It could have been an hour-long commercial for "Evita." It could have been a bad David Letterman routine. ("Madonna, Oprah. Oprah, Madonna.")
Instead, Madonna's appearance on the Oprah Winfrey show yesterday was an unexpectedly touching bit of celebrity television. Not only was there plenty of dish -- about her lack of wedding plans, about her daughter Lourdes' designer togs, about what a liar Dennis Rodman is -- but it made the singer seem far more human and vulnerable than her hard-as-nails image has ever suggested.
But first, let's deal with the dirt. Winfrey asked if Madonna knew in advance that Dennis Rodman, whom the singer once dated, was devoting an entire chapter in his autobiography to their sexcapades. "I had heard that he had done a book," said Madonna, "but I had no idea that he was going to devote a chapter, a fictional chapter [to me] "I think someone wrote the book for him," she added. "I'm sure they sort of made stuff up together."
"He said you wanted his baby," said Winfrey.

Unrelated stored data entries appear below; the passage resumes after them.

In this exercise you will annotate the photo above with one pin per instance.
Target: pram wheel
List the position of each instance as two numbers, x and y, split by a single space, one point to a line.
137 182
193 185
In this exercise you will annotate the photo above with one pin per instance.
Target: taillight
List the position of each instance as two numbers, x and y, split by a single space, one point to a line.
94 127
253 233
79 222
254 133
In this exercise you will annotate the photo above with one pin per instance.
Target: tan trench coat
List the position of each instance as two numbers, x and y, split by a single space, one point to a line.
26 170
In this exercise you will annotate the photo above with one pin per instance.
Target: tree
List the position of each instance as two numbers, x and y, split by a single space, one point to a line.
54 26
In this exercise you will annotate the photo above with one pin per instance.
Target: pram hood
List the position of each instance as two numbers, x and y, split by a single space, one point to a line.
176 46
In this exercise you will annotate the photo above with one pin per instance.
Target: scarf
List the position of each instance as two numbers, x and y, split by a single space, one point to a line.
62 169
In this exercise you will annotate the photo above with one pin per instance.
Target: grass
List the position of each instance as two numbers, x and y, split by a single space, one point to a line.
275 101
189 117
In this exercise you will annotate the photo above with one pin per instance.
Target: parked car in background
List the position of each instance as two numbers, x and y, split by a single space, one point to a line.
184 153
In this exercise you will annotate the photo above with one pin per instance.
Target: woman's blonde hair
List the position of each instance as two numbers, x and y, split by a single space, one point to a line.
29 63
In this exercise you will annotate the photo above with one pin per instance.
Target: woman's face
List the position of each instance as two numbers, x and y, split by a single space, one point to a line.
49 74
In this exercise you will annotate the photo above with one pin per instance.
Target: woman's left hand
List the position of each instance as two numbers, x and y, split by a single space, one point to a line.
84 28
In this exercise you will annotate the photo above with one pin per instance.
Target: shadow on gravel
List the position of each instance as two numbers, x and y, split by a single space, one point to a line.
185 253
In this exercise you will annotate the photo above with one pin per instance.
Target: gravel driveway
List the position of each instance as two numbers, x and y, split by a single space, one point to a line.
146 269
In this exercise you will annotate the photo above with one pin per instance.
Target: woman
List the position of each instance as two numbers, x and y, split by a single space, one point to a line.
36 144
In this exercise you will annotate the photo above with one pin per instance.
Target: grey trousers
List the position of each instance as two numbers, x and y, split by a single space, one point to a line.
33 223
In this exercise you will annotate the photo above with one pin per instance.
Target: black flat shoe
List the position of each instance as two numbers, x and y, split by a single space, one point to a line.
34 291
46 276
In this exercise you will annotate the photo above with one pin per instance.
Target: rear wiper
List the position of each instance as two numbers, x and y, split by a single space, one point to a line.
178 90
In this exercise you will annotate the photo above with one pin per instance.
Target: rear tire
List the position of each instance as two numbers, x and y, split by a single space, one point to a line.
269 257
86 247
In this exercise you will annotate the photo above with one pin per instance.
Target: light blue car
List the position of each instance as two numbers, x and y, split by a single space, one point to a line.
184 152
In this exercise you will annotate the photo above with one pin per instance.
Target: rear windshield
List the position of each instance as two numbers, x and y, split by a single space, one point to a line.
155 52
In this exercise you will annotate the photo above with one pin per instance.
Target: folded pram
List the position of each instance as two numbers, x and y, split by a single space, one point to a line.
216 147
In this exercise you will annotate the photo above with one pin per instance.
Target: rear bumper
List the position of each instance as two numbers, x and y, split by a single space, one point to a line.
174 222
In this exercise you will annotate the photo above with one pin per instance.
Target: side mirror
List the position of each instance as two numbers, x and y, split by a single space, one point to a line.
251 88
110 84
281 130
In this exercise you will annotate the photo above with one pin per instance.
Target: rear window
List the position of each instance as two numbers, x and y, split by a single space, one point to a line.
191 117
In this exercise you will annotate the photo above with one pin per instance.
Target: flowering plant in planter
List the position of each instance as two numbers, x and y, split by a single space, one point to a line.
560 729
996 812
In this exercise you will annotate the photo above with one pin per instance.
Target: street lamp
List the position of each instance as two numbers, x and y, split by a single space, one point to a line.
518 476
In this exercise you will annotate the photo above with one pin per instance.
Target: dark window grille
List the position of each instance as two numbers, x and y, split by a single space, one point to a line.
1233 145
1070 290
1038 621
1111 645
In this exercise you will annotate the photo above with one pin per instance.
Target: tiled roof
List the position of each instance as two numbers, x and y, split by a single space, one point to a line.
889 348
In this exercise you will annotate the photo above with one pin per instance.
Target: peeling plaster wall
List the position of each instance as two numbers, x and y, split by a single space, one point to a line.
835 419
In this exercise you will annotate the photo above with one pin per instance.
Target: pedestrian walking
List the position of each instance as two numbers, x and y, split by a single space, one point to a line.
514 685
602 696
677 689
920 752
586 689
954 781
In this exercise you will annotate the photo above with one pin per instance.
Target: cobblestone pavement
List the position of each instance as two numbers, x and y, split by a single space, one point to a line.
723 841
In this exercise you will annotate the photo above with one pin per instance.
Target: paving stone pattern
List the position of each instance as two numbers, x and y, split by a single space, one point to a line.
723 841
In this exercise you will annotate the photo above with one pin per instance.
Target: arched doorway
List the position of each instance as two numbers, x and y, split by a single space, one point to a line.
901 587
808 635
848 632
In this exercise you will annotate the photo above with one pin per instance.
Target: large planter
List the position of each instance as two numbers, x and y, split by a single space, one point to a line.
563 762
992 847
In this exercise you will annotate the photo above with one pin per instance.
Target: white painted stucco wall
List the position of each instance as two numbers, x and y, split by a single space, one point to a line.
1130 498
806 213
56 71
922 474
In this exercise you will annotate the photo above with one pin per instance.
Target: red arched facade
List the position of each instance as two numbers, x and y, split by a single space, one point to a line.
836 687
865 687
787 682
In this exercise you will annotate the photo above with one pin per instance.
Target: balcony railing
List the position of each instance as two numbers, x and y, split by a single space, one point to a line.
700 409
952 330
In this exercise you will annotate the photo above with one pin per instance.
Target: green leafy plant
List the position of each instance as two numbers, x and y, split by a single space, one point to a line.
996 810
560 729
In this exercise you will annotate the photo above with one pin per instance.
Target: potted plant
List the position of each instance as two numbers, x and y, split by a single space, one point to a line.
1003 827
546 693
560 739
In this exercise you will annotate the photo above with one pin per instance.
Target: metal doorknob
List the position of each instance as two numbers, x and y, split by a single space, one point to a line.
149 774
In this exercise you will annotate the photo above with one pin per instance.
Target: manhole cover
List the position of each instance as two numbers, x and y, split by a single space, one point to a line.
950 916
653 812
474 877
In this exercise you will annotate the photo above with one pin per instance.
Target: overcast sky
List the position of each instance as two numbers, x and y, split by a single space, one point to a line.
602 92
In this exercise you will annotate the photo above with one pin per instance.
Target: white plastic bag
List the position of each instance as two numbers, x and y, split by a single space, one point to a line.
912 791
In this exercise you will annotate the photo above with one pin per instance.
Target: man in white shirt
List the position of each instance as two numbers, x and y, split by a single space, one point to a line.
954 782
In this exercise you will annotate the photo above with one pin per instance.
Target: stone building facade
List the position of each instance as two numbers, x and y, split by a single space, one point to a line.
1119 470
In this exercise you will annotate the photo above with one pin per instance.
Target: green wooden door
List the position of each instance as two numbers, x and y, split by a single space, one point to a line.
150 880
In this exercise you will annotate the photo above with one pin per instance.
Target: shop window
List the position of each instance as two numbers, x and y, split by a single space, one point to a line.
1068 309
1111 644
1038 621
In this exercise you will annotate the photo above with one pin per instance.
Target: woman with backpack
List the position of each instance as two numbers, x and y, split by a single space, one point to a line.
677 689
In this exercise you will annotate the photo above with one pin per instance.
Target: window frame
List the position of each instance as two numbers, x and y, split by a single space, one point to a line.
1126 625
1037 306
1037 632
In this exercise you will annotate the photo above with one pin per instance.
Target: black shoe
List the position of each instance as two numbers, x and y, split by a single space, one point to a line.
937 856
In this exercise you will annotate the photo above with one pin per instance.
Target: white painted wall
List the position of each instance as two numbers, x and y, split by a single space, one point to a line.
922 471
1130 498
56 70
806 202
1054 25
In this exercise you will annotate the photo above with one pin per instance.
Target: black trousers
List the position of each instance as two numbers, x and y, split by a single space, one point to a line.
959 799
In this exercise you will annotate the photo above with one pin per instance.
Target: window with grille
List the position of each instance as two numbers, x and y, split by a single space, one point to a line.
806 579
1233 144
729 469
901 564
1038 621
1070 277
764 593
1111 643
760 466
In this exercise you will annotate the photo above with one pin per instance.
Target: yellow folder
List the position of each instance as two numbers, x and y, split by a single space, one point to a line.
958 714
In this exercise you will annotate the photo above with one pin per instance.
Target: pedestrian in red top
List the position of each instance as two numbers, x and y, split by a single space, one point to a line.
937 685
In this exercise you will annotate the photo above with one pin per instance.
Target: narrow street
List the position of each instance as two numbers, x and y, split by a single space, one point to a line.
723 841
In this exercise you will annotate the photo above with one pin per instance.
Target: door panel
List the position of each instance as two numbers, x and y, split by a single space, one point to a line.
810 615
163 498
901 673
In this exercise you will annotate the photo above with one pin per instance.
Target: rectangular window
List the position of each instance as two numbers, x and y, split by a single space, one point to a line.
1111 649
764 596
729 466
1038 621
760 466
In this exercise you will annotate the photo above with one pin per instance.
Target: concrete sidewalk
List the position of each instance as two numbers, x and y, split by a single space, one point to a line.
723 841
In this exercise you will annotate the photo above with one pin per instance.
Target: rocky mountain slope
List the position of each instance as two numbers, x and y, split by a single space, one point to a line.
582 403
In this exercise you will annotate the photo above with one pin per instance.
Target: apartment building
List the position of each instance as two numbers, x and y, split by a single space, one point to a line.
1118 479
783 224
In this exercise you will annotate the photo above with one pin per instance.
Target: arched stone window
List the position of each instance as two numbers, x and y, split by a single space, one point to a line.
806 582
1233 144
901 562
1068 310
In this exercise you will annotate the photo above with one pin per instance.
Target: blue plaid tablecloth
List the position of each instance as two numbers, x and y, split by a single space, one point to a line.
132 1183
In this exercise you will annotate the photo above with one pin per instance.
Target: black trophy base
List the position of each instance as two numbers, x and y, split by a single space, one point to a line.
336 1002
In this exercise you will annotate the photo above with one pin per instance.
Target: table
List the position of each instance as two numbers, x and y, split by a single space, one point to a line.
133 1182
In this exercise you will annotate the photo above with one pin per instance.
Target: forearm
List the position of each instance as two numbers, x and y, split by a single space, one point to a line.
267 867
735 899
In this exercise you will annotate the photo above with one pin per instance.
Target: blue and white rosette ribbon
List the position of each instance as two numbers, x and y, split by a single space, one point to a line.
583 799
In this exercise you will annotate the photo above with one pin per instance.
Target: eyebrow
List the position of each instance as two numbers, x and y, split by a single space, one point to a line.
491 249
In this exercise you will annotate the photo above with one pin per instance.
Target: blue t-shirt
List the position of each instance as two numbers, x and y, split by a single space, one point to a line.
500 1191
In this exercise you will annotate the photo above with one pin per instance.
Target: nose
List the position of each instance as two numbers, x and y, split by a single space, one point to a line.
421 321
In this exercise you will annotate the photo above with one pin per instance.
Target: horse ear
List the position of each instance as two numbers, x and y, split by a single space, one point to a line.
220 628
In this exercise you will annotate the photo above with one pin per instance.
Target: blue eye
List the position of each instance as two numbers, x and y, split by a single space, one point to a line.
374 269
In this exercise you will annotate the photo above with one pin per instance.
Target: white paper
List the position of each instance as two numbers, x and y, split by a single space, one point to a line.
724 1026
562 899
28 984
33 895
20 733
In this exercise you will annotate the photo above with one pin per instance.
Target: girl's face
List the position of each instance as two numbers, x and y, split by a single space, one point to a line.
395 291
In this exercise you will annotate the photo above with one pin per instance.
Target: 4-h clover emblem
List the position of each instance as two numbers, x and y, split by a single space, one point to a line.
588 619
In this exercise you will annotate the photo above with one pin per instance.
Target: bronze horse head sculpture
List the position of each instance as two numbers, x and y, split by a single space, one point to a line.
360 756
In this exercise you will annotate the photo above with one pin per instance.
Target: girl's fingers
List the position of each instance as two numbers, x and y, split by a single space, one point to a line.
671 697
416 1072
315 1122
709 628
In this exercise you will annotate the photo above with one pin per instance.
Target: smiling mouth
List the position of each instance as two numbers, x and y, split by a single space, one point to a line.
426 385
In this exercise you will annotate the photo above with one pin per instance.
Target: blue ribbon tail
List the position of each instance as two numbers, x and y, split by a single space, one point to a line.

"Really?" answered Madonna. "Well he's lying. I only dated him for two months."
When Winfrey added that she had read that Rodman wanted to apologize to Madonna for the book, the singer sniffed, "Well, he'd better crawl from here to China."
Madonna also talked about her dreams. Apparently, she often dreams about losing her teeth. "I don't know what it means," she said. "I think it has something to do with death, perhaps?"
Then there was the Sharon Stone dream. "Sharon Stone invited me over to her house," she said. "She was dressed very glamorously, laying in a bathtub. Completely made up. And I said, 'Wow.' " Madonna laughed. Then, she said, Courtney Love turned up outside the bathroom. "She had a gun," said Madonna, laughing even harder. "The door was shut, and she said, 'You two better open up or I'm gonna shoot you both.' Then when I opened the door she laughed, said she was just kidding."
On the whole, though, the show was relatively free of the usual celebrity chat, preferring to put its emphasis on the person behind all that hype and notoriety.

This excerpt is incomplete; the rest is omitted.